I love him so much; he’s my best friend, but recently I feel like we’re just super-close friends who have sex. I fantasize about other boys and imagine what it’s like to be with them. I know the grass isn’t always greener on the other side. But I CAN’T STOP THINKING about this. I think about this EVERY DAY. Hope you can send some advice! — Wondering About The Other Side
First of all, it “doesn’t sound so bad” that you are reflecting on a relationship you’ve been in for two years and that you are giving thoughtful consideration about whether it’s right for you, if it fulfills you, and whether you’d be happier out of it. In fact, rather than “sounding bad,” that sounds pretty wise and smart to me. It also sounds like you’re scared and like you feel some guilt and like you realize what it is you need but that, if you ndulge your needs and then don’t feel immediate relief, satisfaction, and fulfillment, you’re going to second-guess your decision and blame yourself for stepping off the path you were on to see whether another path might lead somewhere more interesting and exciting.
If nothing else I say resonates with you, please at least hear this: Just because a change in course doesn’t provide instant gratification, it doesn’t mean it’s the wrong path. And just because the path you are on feels comfortable and familiar and safe, it doesn’t mean it’s the right path. In fact, it’s when we step outside our comfort zones and let ourselves feel scared and a little panicky that we often find the biggest rewards. It’s when we delay gratification, because we know somewhere deep down that the pay-off will be better if we wait, that we are often rewarded with the biggest gifts. But those gifts don’t come without some sacrifice. It’s important to remember that sacrifice and “feeling miserable” are not hallmarks of bad decisions. They can, in fact, be hallmarks of personal growth. They don’t call them “growing pains” because they feel great.
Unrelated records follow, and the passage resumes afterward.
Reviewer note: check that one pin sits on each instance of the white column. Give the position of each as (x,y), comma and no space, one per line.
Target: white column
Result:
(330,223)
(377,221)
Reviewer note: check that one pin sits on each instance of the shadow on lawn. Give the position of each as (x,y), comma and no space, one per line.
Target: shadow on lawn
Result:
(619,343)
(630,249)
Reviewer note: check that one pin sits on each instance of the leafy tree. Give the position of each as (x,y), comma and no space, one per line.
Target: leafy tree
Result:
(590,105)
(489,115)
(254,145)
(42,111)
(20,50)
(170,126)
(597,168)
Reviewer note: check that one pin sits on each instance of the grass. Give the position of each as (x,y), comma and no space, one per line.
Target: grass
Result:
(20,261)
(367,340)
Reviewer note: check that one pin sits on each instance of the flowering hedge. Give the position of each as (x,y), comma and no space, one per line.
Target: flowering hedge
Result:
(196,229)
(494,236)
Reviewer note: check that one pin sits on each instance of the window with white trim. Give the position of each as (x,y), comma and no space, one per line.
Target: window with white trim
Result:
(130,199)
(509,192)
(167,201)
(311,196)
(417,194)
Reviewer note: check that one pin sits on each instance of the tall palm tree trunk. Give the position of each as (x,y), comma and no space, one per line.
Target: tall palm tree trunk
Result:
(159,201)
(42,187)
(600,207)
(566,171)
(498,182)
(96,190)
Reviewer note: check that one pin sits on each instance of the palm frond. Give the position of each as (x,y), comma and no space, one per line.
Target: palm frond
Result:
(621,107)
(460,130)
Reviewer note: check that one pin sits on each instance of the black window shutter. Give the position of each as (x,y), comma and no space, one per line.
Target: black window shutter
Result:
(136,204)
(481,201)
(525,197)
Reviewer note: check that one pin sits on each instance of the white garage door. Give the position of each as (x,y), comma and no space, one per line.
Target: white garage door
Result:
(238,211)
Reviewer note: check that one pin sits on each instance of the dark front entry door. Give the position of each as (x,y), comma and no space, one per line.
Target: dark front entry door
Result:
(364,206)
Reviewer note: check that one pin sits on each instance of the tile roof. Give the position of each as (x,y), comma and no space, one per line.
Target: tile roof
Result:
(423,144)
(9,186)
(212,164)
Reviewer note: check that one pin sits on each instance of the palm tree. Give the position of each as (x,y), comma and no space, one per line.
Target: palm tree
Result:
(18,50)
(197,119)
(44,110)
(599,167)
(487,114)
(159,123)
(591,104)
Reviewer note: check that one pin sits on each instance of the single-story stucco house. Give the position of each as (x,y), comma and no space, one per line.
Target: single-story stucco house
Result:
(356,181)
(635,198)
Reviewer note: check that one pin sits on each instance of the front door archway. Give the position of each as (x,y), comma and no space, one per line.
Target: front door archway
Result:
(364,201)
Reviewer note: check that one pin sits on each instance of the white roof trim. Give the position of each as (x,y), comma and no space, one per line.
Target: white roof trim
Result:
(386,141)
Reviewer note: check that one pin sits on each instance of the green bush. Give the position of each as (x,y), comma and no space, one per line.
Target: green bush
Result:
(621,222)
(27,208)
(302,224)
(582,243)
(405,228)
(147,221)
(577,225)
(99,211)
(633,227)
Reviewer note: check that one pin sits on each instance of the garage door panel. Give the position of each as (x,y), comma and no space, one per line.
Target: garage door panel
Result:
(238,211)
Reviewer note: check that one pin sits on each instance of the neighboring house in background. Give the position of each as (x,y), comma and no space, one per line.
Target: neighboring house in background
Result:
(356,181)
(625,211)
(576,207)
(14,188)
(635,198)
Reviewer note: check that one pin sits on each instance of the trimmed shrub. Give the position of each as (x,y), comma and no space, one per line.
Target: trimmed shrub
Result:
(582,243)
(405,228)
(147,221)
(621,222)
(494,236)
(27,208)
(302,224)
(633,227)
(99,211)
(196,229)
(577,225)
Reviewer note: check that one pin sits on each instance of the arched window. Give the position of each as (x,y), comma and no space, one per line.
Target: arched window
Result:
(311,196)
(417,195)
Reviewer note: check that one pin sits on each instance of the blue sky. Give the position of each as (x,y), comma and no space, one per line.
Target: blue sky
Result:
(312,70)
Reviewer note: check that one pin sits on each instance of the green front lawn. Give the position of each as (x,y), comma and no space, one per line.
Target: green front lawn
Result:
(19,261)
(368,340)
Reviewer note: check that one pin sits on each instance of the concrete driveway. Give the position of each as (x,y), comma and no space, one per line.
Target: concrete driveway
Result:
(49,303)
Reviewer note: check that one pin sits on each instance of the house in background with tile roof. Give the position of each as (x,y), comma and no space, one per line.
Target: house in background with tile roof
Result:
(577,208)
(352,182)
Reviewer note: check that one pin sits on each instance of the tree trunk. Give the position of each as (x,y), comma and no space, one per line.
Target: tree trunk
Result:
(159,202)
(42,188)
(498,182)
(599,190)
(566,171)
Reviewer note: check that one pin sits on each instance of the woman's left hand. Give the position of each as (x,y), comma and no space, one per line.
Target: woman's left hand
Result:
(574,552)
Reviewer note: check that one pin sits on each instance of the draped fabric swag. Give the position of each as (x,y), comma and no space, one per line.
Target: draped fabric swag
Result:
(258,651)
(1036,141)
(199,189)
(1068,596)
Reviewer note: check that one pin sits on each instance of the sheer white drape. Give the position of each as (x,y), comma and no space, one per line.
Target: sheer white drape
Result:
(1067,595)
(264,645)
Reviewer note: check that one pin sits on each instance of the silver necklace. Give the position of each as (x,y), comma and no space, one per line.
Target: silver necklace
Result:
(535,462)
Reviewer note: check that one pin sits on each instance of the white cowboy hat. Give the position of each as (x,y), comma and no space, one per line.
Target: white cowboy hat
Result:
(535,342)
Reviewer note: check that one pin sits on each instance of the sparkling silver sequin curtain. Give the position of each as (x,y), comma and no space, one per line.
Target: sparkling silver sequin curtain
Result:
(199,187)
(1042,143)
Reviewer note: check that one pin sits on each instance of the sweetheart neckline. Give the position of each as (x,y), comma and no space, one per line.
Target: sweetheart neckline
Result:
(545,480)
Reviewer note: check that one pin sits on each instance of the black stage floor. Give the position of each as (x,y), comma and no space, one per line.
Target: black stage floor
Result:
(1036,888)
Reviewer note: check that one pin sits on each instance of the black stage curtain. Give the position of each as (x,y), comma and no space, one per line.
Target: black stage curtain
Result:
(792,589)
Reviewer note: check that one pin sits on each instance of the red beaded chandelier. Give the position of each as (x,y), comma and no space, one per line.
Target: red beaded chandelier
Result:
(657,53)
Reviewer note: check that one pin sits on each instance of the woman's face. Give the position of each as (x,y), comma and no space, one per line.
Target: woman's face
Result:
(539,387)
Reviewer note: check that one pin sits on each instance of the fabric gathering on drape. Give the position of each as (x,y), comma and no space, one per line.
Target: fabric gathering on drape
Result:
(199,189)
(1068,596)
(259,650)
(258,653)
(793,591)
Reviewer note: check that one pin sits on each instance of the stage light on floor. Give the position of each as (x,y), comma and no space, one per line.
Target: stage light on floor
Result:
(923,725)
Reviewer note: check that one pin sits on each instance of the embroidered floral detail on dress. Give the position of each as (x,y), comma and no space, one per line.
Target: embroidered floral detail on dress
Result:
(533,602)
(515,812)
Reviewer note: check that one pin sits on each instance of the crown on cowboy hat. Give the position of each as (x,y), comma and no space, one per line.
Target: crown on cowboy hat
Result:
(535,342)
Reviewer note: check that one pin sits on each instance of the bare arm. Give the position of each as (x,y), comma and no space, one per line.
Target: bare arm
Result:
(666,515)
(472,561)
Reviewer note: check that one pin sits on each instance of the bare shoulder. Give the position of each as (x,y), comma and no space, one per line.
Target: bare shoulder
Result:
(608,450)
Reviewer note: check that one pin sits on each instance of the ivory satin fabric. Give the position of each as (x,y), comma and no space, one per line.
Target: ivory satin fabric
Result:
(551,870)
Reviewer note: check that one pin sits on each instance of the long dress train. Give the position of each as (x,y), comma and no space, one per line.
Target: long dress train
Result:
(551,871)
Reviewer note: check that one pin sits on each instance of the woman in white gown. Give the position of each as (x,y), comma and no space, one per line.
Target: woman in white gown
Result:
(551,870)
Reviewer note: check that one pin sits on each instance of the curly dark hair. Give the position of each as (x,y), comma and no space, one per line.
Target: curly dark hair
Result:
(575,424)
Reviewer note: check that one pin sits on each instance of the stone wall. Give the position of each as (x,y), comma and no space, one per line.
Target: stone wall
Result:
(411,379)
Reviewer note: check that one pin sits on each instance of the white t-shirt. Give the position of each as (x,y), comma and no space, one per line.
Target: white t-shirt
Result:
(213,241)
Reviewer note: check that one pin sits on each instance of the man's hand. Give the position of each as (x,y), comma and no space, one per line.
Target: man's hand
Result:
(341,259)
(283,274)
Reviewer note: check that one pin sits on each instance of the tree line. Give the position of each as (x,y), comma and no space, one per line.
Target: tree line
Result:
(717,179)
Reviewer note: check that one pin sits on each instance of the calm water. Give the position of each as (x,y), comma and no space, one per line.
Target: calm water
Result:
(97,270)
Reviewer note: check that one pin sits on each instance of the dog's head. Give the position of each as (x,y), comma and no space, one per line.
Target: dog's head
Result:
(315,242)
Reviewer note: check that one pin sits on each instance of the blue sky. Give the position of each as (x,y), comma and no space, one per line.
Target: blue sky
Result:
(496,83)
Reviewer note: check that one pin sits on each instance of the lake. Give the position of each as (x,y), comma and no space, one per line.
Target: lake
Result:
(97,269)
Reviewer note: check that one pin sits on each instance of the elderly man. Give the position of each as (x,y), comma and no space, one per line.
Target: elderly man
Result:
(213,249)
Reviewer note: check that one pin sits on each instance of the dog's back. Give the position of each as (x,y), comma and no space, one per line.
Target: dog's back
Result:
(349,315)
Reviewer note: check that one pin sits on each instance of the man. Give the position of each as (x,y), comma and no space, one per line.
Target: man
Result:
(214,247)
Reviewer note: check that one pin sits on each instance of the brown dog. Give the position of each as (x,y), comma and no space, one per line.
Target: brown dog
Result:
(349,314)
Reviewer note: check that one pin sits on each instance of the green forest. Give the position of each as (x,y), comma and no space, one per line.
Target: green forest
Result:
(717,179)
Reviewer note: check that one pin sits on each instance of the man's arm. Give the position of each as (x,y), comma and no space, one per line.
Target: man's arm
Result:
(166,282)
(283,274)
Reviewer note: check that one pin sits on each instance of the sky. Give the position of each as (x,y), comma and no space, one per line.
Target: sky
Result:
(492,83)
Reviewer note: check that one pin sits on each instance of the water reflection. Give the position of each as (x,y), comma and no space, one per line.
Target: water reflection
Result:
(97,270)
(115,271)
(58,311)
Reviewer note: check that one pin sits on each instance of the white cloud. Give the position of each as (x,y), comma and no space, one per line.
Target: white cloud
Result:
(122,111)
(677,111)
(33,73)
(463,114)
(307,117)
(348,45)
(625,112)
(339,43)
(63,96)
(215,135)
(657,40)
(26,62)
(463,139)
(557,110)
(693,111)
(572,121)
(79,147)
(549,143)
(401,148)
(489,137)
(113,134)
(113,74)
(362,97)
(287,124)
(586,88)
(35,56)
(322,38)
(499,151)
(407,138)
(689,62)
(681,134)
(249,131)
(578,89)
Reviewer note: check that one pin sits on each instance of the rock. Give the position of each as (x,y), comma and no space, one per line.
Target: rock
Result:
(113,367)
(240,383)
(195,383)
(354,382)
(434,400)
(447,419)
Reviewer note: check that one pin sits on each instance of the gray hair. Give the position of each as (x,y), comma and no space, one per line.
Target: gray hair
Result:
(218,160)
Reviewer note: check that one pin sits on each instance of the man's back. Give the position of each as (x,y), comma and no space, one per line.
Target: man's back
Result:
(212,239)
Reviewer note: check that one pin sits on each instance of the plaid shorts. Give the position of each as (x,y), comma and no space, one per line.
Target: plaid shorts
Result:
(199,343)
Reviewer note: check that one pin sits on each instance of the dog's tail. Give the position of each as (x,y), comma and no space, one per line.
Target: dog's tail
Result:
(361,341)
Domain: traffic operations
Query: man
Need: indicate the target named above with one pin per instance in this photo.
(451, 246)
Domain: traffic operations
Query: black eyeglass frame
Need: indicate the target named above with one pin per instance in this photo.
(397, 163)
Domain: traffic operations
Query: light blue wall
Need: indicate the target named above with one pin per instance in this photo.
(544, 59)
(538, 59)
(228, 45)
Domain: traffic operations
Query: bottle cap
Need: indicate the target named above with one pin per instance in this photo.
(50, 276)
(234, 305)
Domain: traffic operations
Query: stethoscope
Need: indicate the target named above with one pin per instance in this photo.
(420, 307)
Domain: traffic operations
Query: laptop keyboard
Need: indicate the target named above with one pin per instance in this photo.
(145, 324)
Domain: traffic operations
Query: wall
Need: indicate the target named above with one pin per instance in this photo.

Here’s another thing I want you to take from my advice to you: That voice you keep hearing in your head EVERY DAY that is telling you, nagging at you really, that maybe you aren’t meant to be in this relationship — that maybe this is the time to be single and not tied down to a future that you aren’t ready to commit to — is called your intuition. This is a perfect time for you to begin nurturing your intuition, listening to it, feeling its power and letting it guide you. You already know what the right decision is. Most of us usually do. But we let fear stand in the way of making it. Our intuition is the fight against that fear, yelling loudly at us to stand up and join it (or at least to follow it as it guides us through the jungle of our doubt and shame and guilt and fear). On the other side of that jungle is a wide open field. The grass isn’t greener there, but there sure is a lot of space to run around and be free. And freedom, if you let yourself discover it, is even better than greener grass. It’s not, as you might wish it were, the absence of pain or misery or fear or any of the stuff you’re scared of feeling. But it is an invitation to find peace with those feelings and to create with them the tapestry of who you’re meant to be and the life you’re meant to live. It’s a ticket to the best show in town, where the music is a symphony of all the notes you’re meant to hear — the light ones and the dark ones. The soft ones and the heavy, booming bass notes.
Finally… and this is a hard lesson to get so it may take you a while: This is your life and there is no script. That means that college is what YOU make of it. It’s whatever you need it to be. It’s whatever you decide to take from it. It’s as much a time to be single and date around as it is to find the person you’re meant to be with forever and settle into your life-long relationship at 19. There are no rules. There is no script. It’s all ok, it’s all allowed. Because, freedom.
Freedom is a little scary, right? Without a playbook, without rules, and without a script to follow, we have to embrace our personal responsibility. We have to live with the knowledge that much of our life is a result of our own decisions. And if those choices make us miserable, it’s uncomfortable to accept responsibility for that, isn’t it? I know. I get it. But that’s where that voice comes in. Our old friend, Intuition. We aren’t completely alone out there floating around, untethered. We have our intuition guiding us along. And it does a pretty kick-ass job if we let it, naggy voice and all.